SONG OF THE PROFOUND LIFE
Man is a vain, variable and fluttering thing...
MONTAIGNE
There are days when we’re so variable, so variable,
As the light blade of grass to the wind and chance.
Maybe glory smile to under other skies heavens,
For life is clear, billowy and open like the ocean.
And there are days when we’re so fertile, so fertile,
Like the fields in April, trembling with passion:
Under the generous influence of spiritual rains
The soul sending out bowers of illusion.
And there are days when we’re so placid, so placid...
—Childhood at sunset, sapphire lagoons!—
That a verse, a trill, a hill, a passing bird,
And even one’s own sorrows make us smile.
And there are days when we’re so sordid, so sordid,
Like the obscure entrails of obscure flint:
Night surprises us with its profuse lamps,
Measuring out Good and Evil with sparkling coins.
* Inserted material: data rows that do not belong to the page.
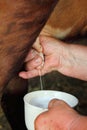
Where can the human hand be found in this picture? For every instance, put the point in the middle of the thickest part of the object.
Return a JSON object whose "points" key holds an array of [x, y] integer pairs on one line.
{"points": [[52, 50], [59, 116]]}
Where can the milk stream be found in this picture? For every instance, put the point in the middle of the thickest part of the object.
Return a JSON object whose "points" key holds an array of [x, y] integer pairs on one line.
{"points": [[41, 83]]}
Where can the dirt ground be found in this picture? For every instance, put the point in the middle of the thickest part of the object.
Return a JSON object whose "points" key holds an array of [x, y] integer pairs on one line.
{"points": [[56, 81]]}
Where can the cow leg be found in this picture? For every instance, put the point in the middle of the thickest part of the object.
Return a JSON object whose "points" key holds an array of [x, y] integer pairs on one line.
{"points": [[12, 103]]}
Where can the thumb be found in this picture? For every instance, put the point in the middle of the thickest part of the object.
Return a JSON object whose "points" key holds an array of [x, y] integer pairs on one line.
{"points": [[57, 103]]}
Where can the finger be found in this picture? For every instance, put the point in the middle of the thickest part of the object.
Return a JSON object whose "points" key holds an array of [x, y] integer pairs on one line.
{"points": [[42, 122], [37, 46], [29, 74], [37, 61], [32, 53]]}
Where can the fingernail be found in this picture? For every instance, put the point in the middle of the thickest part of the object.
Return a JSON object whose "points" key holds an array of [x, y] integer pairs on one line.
{"points": [[53, 103], [38, 60]]}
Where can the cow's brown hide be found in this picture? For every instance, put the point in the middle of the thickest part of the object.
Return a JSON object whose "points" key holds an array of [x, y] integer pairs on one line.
{"points": [[20, 24]]}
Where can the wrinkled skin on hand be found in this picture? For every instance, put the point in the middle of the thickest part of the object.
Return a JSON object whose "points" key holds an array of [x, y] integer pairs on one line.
{"points": [[60, 116]]}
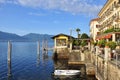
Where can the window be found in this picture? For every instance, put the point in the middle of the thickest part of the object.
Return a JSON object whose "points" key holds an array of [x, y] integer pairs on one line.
{"points": [[61, 42]]}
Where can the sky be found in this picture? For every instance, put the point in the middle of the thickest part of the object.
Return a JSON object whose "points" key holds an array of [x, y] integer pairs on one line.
{"points": [[48, 16]]}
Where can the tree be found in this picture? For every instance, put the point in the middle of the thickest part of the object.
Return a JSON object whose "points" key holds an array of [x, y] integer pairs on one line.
{"points": [[78, 30], [84, 36]]}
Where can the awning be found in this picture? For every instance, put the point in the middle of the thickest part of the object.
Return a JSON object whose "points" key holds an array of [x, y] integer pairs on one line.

And there are days when we’re so wanton, so wanton
That women offer us their flesh in vain:
After girdling a waist and caressing a breast,
The roundness of a fruit makes us tremble again.
And there are days when we’re so gloomy, so gloomy,
Like in a gloomy night the crying of a pine grove.
The soul moans then with the pain of the world:
Perchance not even God himself can give us solace.
But there is also, oh Earth, a day... a day... a day
When we weigh anchor never to return...
A day when ineluctable winds blow by,
A day when no one can retain us any longer!